Let’s Get (More) Serious

If the conditions that prevail in many assemblies were true in most evangelical churches, the pastor would have been shown the door. No improvement in public preaching? No souls saved? No baptisms? Needy Christians not being visited? No discipleship for new believers? He’d be long gone and the new candidate would be informed that serious change was expected.

Now the reason we don’t believe in having a contractual agreement with a professional shepherd is not simply because we don’t see it in Scripture. We also don’t see Sunday Schools, hymn books, Bible study courses, gospel tracts, and a long list of other things in the Bible either—all of which we have found useful in their place (and not anti-biblical).

The reason we historically rejected the practice of a man being paid to do the major share of the public work in the local church was this: we believed the model in Scripture of all rising to their full measure of gift and ministry was by far the better way. And by better way, we not only meant more biblical; we meant more beneficial, more fruitful, more efficient, more glorifying to God. We believed it brought out the full potential of all exercised believers; it enriched the church with a whole spectrum of gifts rather than specializing in one; it gave real and strategic opportunities for ministry to those who would never have a chance in a ministerial system.

What happened? Why is there often, as in the Bethlehem of Elimelech’s day, a famine in “the house of bread”? Why are families like Elimelech’s going to sojourn somewhere else? I will hurry to say that Elimelech’s plan was a bad one and his family was lost to the place of God’s favor as a result. The better plan was to follow Boaz, submit to God’s chastening, and prosper.

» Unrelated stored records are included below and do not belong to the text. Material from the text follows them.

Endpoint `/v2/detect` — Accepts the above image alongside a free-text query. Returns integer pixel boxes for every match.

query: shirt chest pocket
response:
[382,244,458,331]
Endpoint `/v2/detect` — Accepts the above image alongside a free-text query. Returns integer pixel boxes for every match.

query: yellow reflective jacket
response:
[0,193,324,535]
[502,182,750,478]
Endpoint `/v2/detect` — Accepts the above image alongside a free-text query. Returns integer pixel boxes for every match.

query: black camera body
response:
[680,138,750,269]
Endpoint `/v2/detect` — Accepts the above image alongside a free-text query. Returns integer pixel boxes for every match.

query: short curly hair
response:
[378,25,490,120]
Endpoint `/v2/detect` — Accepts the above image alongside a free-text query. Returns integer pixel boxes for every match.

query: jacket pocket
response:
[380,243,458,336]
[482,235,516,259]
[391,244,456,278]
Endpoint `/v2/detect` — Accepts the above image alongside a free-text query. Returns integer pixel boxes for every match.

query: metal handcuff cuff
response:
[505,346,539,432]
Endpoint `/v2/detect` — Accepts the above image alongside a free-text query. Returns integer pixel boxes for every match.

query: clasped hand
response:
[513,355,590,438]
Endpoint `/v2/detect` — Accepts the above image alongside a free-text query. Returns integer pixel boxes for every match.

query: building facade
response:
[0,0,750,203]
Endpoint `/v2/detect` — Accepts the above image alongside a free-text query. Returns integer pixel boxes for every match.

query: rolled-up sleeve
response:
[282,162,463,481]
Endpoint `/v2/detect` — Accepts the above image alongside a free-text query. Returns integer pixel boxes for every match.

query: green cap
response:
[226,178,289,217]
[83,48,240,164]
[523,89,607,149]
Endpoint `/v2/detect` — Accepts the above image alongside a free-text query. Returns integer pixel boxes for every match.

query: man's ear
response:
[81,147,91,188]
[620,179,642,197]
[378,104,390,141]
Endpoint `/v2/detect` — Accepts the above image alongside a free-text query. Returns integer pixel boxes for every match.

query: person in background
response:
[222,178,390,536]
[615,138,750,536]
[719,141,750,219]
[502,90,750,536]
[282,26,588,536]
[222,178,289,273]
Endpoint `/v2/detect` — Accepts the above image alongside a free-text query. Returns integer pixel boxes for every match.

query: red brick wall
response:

1. A prideful attitude that changed “God’s way is better than man’s way” to “our way is better than theirs”: Then it was a short step to the next set of assumptions: “All so-called blessing in denominational churches is just a mirage.” “Whatever else we don’t have, we have the Lord in our midst.” “The smallness of our gatherings isn’t something to be concerned about—it’s proof of our high spiritual state. We’re the little flock. The crowd’s always wrong, you know.” Such attitudes (and a passel more like them) led to the remarkable situation where lack of blessing equalled evidence of blessing; and where evident blessing was therefore seen as suspect, a work of man.

2. When confronted with the high cost of overseeing, many in elder’s positions were unwilling to pay up. Toil in the Word to feed the saints while others take the Lazyboy-and-TV approach to evening hours? “No, I’m not the teacher type.” Make difficult visits to lives cracking apart under the strain? “I’ve never been confrontational.” Spend hours discipling young believers? “The assembly’s doing just fine. The ones that left weren’t happy anyway.” Am I overstating the case?

3. Mediocrity was taken to be normative: It is time to repent and reject this unbiblical model. It is little help to the flock if shepherds have blueprints of ideal sheepfolds or aerial photos of rich grassland. In most cases, we “know these things.” But the happiness comes in doing them (Jn. 13:17). So what is the way forward? Do we feel incompetent? The Lord is standing by to help. We must spread our busyness and barrenness out at the cross and allow Him to radically change the landscape of our lives so they become as the Creator intended, not as the world has eroded them. “Return unto Me, and I will return unto you, saith the Lord of hosts” (Mal. 3:7).